Cependant, une équipe d’océanographes de l’Université de Californie a récemment rappelé que ce paradigme était ancré sur des bases discutables. En particulier, en pointant le fait que les mesures du phytoplancton reposent habituellement sur la quantité de chlorophylle en présence.

« Le problème est que la chlorophylle n’est pas tout ce qui se trouve dans une cellule. Aux basses latitudes, de nombreux planctons sont caractérisés par une très petite quantité. Il y a tellement de lumière solaire que le plancton n’a besoin que de quelques molécules de chlorophylle (…) pour grandir » détaille Adam Martiny, co-auteur de l’étude. « En réalité, nous avons jusqu’à présent très peu de données pour réellement démontrer s’il y a plus ou moins de biomasse dans les régions plus stratifiées. En conséquence, la base empirique pour moins de biomasse dans les régions plus chaudes n’est pas si solide ».
Climat et phytoplancton : des résultats plus engageants
Or, ces mesures servent à calibrer et valider les modèles, ce qui peut donc induire un biais notable. En outre, les outils numériques ne tiennent pas compte des nombreux phénotypes existants. Des raisons qui ont motivé les scientifiques à collecter plus de 13 000 échantillons d’eau de mer à travers le monde. Lesquels révèlent la diversité du plancton et sa biomasse en fonction de la température. Ces prélèvements ont pu alimenter un réseau de neurones artificiel afin d’anticiper comment ces variables devraient évoluer d’ici à 2100 avec un réchauffement marqué.

« Dans de nombreuses régions, il y aurait une augmentation de 10 % à 20 % de la biomasse du plancton, plutôt qu’une baisse » rapporte Adam Martiny. Dans leur étude, les auteurs expliquent que ces résultats sont attribuables à un meilleur recyclage de la matière organique dans la couche océanique superficielle et à une moindre demande. Un processus qui ne peut être représenté sans considérer les petites espèces de phytoplancton – le pico-phytoplancton qui représente 80 à 90 % de la biomasse planctonique dans les tropiques.
On notera que la région nord-atlantique subit une baisse généralisée, ce qui ne contredit donc pas nécessairement de récents résultats faisant état d’un déclin régional prononcé.

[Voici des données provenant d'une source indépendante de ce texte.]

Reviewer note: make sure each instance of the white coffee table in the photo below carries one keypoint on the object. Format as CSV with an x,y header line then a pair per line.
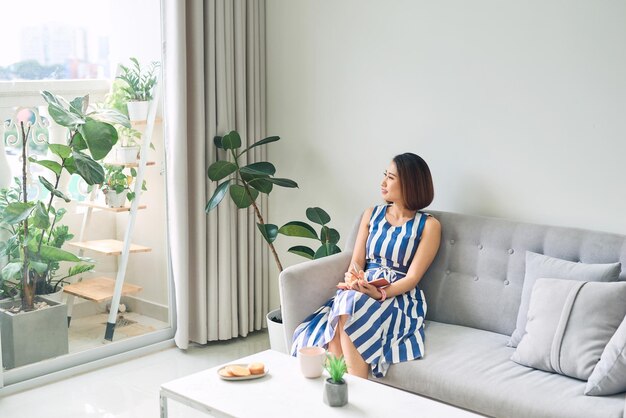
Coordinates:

« Au moins pendant un certain temps, je pense que les capacités d’adaptation de ces diverses communautés de plancton les aideront à maintenir une biomasse élevée malgré les changements environnementaux » rapporte le co-auteur susmentionné. Une perspective rassurante sur l’avenir de cet écosystème majeur qui ne doit pas occulter les incertitudes importantes dont elle est encore tributaire. Aussi, on suivra attentivement les futurs travaux dédiés à cette thématique.